Gerrit Kimsma, M.D., M.A., and Evert van Leeuwen, Ph.D.. "Assisted Death in the Netherlands: Physician at the Bedside When Help Is Requested,", a chapter in the 2004 book Physician-Assisted Dying: The Case for Palliative Care & Patient Choice - "Assisting death in no way precludes giving the best palliative care possible but rather integrates compassionate care and respect for the patient's autonomy and ultimately makes death with dignity a real option...
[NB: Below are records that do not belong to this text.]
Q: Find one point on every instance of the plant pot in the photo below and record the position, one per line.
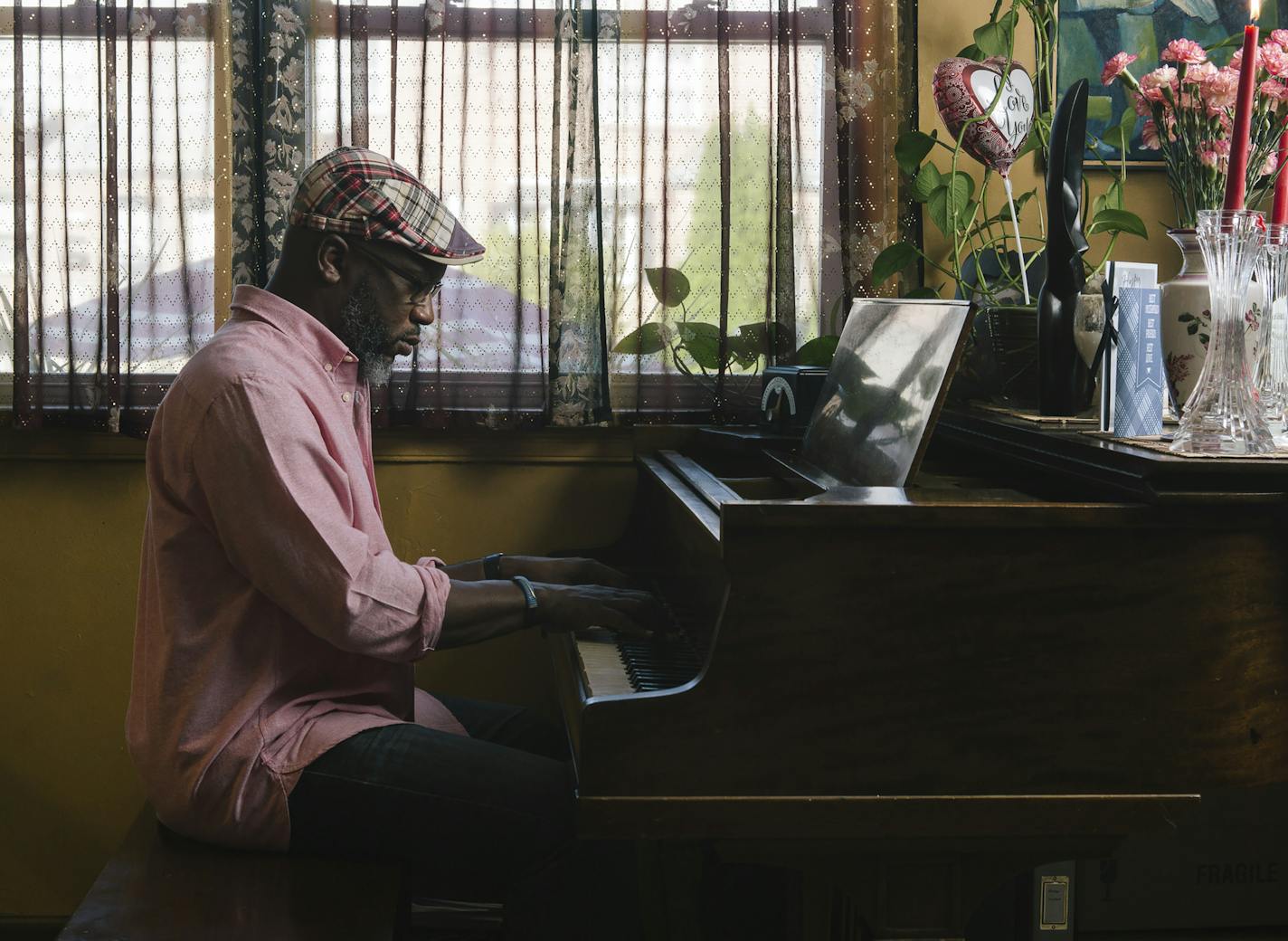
(1188, 318)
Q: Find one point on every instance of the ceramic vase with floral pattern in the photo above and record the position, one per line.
(1188, 318)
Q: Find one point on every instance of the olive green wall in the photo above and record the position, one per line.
(943, 30)
(72, 509)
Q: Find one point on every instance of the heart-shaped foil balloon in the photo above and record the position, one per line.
(965, 90)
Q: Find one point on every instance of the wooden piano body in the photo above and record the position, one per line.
(952, 664)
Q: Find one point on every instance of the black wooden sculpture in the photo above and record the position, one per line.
(1064, 382)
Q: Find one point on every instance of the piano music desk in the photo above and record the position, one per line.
(959, 670)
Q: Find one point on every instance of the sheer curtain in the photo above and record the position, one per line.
(726, 178)
(673, 196)
(732, 158)
(107, 269)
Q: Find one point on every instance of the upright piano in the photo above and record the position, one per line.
(1044, 642)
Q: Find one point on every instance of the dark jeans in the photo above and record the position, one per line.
(487, 817)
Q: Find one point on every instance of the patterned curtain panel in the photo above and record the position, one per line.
(107, 236)
(671, 196)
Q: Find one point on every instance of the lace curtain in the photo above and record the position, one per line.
(107, 233)
(671, 196)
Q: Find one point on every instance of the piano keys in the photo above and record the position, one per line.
(959, 662)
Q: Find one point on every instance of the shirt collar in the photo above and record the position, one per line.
(294, 321)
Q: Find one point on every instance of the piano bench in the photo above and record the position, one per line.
(164, 886)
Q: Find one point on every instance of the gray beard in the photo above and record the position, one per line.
(361, 330)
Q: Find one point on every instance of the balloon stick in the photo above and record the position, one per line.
(1019, 245)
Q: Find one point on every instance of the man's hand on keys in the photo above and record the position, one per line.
(573, 607)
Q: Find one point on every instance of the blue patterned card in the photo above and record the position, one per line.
(1138, 363)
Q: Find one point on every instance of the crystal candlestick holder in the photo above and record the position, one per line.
(1270, 374)
(1223, 414)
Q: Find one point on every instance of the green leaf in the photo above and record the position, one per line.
(817, 352)
(1117, 221)
(647, 339)
(950, 199)
(702, 342)
(751, 342)
(892, 261)
(670, 286)
(999, 36)
(938, 208)
(1109, 199)
(925, 184)
(911, 148)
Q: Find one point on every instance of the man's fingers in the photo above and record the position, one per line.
(599, 574)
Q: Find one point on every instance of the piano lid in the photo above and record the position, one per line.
(883, 394)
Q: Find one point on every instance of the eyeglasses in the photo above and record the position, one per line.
(416, 280)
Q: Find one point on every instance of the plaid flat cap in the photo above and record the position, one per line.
(355, 191)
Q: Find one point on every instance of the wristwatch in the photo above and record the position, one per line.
(529, 597)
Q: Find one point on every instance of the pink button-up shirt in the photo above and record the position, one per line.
(275, 619)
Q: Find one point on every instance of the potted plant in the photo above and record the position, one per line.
(988, 261)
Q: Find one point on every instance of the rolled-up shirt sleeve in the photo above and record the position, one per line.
(281, 507)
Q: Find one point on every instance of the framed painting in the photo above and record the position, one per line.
(1091, 31)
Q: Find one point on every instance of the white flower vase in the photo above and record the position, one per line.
(1188, 318)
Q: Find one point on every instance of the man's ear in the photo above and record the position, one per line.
(334, 258)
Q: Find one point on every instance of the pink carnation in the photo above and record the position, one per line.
(1200, 73)
(1184, 51)
(1221, 90)
(1149, 136)
(1274, 90)
(1274, 58)
(1160, 76)
(1115, 66)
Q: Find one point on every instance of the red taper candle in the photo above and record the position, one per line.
(1279, 213)
(1236, 176)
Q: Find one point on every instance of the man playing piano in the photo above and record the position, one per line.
(273, 701)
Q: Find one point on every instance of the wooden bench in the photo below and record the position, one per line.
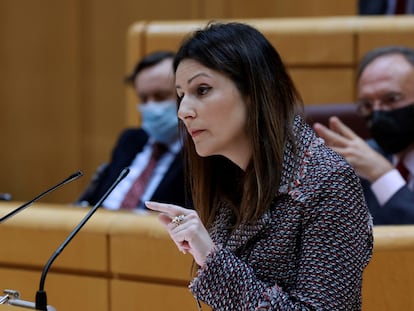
(125, 261)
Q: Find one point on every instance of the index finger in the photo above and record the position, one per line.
(168, 209)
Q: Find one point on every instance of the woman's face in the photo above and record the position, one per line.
(213, 111)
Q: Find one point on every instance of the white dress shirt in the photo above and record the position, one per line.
(388, 184)
(114, 200)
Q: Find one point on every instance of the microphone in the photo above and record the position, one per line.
(41, 298)
(63, 182)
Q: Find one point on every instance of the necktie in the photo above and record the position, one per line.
(403, 169)
(137, 189)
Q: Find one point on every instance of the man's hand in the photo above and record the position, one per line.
(367, 163)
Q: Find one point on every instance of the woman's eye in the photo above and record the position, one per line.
(203, 90)
(179, 98)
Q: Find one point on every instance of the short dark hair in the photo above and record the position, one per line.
(148, 61)
(369, 57)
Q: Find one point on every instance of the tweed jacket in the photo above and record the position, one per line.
(309, 249)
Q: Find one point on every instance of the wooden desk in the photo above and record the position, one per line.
(125, 261)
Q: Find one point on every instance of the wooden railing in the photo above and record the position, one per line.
(125, 261)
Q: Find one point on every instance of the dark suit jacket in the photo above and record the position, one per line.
(398, 210)
(170, 190)
(372, 7)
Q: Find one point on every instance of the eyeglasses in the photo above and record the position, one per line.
(387, 102)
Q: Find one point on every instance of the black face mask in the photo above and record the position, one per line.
(393, 130)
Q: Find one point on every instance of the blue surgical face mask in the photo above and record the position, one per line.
(159, 120)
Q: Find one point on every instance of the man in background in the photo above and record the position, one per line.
(385, 163)
(152, 152)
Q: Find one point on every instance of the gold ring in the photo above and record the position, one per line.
(178, 220)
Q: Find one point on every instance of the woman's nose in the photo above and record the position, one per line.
(185, 109)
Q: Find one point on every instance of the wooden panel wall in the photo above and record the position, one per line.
(61, 91)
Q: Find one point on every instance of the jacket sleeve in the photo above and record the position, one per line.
(334, 246)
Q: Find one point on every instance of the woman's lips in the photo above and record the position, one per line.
(194, 133)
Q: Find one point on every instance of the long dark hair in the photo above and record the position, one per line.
(244, 55)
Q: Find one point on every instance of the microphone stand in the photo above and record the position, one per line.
(20, 208)
(11, 297)
(41, 297)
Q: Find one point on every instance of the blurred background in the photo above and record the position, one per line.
(62, 64)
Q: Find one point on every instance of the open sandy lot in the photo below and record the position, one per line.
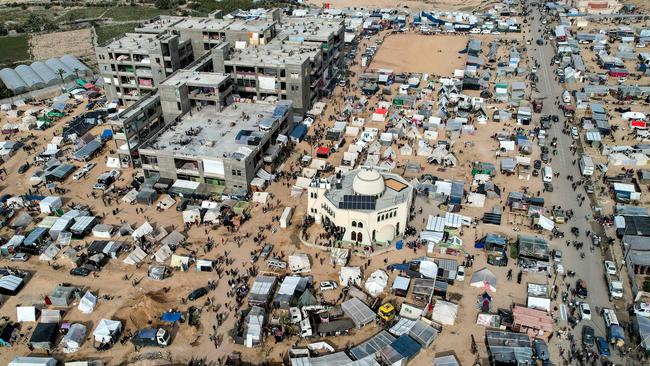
(76, 42)
(436, 55)
(437, 4)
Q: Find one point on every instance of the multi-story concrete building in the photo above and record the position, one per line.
(283, 71)
(136, 63)
(224, 148)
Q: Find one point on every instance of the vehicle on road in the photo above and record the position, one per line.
(585, 311)
(610, 267)
(587, 336)
(603, 347)
(20, 257)
(328, 285)
(197, 294)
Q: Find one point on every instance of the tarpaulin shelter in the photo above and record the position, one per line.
(87, 303)
(484, 279)
(376, 283)
(359, 312)
(74, 338)
(107, 331)
(444, 312)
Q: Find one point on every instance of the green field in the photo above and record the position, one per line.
(13, 49)
(106, 32)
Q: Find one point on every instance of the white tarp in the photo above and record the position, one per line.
(350, 276)
(376, 283)
(87, 303)
(444, 312)
(106, 329)
(25, 314)
(299, 263)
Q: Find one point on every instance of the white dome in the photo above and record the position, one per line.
(368, 183)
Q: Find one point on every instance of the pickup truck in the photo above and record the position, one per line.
(614, 285)
(148, 337)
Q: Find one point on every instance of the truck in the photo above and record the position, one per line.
(615, 333)
(148, 337)
(614, 285)
(586, 165)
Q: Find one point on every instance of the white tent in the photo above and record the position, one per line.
(87, 303)
(50, 204)
(75, 337)
(444, 312)
(106, 330)
(484, 279)
(429, 269)
(350, 276)
(135, 257)
(25, 314)
(376, 283)
(299, 263)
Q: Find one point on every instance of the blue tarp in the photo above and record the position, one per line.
(171, 316)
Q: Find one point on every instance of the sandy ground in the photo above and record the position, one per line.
(75, 42)
(437, 55)
(420, 5)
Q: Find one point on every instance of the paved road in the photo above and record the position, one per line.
(591, 267)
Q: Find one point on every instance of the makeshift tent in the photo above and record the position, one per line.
(87, 303)
(107, 331)
(359, 312)
(350, 276)
(376, 283)
(484, 279)
(444, 312)
(299, 263)
(75, 337)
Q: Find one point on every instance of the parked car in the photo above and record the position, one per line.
(587, 336)
(610, 267)
(603, 347)
(197, 294)
(460, 273)
(328, 285)
(20, 257)
(23, 168)
(585, 311)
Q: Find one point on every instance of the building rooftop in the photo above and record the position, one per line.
(273, 55)
(299, 29)
(195, 78)
(366, 189)
(216, 134)
(134, 42)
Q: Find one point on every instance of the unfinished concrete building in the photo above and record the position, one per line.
(133, 65)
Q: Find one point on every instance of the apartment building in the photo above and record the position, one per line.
(283, 71)
(133, 65)
(225, 148)
(183, 92)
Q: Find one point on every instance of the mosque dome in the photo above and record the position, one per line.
(368, 182)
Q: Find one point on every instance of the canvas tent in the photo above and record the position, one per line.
(376, 283)
(75, 337)
(107, 331)
(484, 279)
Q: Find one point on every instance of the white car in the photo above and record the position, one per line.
(328, 285)
(610, 267)
(585, 311)
(460, 274)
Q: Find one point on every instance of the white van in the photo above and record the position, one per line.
(547, 174)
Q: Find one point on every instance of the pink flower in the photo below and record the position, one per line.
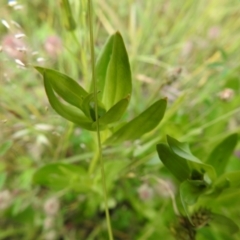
(53, 46)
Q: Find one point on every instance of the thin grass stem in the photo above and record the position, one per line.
(97, 122)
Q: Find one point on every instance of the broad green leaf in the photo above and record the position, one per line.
(114, 76)
(190, 191)
(175, 164)
(59, 176)
(67, 16)
(182, 150)
(68, 112)
(220, 155)
(64, 86)
(114, 113)
(5, 147)
(228, 180)
(142, 124)
(224, 223)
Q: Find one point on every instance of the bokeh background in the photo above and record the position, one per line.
(187, 51)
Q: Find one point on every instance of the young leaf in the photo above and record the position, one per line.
(113, 72)
(182, 150)
(68, 112)
(222, 152)
(175, 164)
(64, 86)
(190, 190)
(142, 124)
(102, 65)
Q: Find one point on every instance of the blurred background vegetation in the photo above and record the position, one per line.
(187, 51)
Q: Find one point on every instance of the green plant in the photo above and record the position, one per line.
(202, 184)
(99, 109)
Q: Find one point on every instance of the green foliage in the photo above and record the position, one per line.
(199, 180)
(49, 150)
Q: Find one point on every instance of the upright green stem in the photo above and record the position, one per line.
(97, 122)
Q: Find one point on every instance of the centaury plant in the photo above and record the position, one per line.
(98, 109)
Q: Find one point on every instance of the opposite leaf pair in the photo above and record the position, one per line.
(114, 90)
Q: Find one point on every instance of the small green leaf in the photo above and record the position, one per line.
(220, 155)
(67, 111)
(64, 86)
(142, 124)
(224, 223)
(182, 150)
(175, 164)
(114, 113)
(67, 16)
(190, 190)
(228, 180)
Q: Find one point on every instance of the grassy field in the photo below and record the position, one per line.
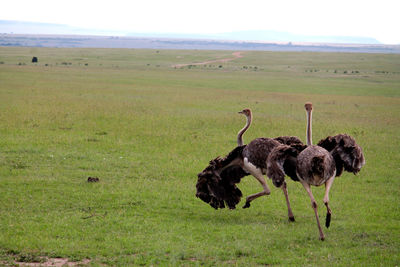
(145, 129)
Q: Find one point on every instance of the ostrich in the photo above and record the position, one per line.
(216, 184)
(248, 114)
(316, 165)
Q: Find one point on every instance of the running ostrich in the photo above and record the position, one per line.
(216, 184)
(316, 165)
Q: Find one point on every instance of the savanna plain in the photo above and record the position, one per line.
(146, 129)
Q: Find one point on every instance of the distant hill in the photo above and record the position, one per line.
(265, 36)
(22, 27)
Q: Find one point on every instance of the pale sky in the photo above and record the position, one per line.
(378, 19)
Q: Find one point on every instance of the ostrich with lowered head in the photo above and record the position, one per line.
(316, 165)
(216, 184)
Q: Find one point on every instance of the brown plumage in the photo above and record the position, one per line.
(214, 182)
(347, 154)
(316, 165)
(313, 166)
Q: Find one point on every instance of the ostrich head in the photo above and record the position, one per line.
(308, 106)
(246, 112)
(347, 153)
(216, 184)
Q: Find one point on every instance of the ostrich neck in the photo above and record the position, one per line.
(242, 131)
(309, 128)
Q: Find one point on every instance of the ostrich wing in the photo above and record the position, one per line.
(282, 161)
(216, 184)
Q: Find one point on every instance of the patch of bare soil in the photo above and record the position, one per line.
(223, 60)
(55, 262)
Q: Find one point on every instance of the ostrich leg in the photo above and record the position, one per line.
(314, 206)
(328, 186)
(290, 213)
(259, 176)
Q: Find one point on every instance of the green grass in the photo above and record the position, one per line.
(146, 130)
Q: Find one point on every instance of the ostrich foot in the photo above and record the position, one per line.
(247, 205)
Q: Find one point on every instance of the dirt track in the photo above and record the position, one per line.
(223, 60)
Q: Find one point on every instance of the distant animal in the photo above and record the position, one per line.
(216, 184)
(249, 116)
(93, 179)
(315, 165)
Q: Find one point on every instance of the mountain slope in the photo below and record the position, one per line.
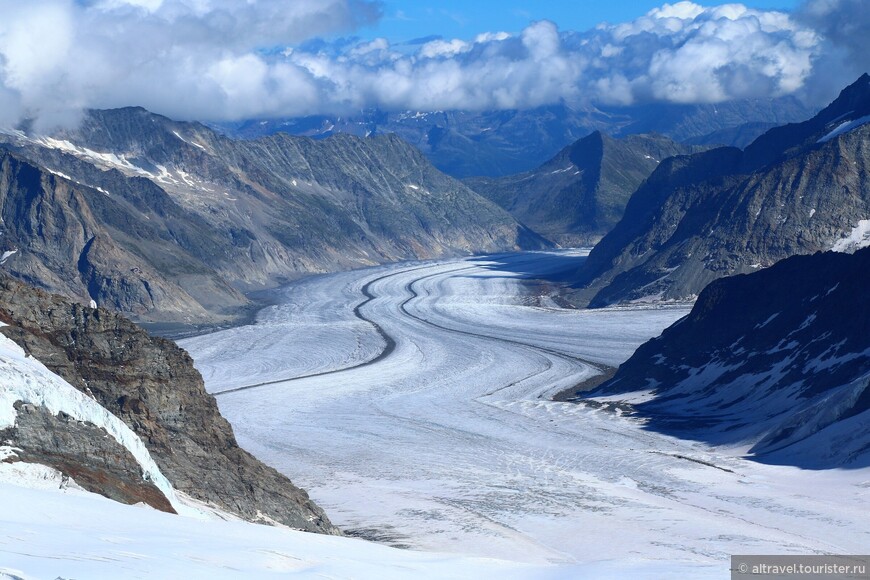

The evidence for the emotional impact of assisted dying on physicians shows that euthanasia and assisted suicide are a far cry from being 'easier options for the caregiver' than palliative care, as some critics of Dutch practice have suggested. We wish to take a strong stand against the separation and opposition between euthanasia and assisted suicide, on the one hand, and palliative care, on the other, that such critics have implied. There is no 'either-or' with respect to these options. Every appropriate palliative option available must be discussed with the patient and, if reasonable, tried before a request for assisted death can be accepted...

Opposing euthanasia to palliative care...neither reflects the Dutch reality that palliative medicine is incorporated within end-of-life care nor the place of the option of assisted death at the request of a patient within the overall spectrum of end-of-life care."[1]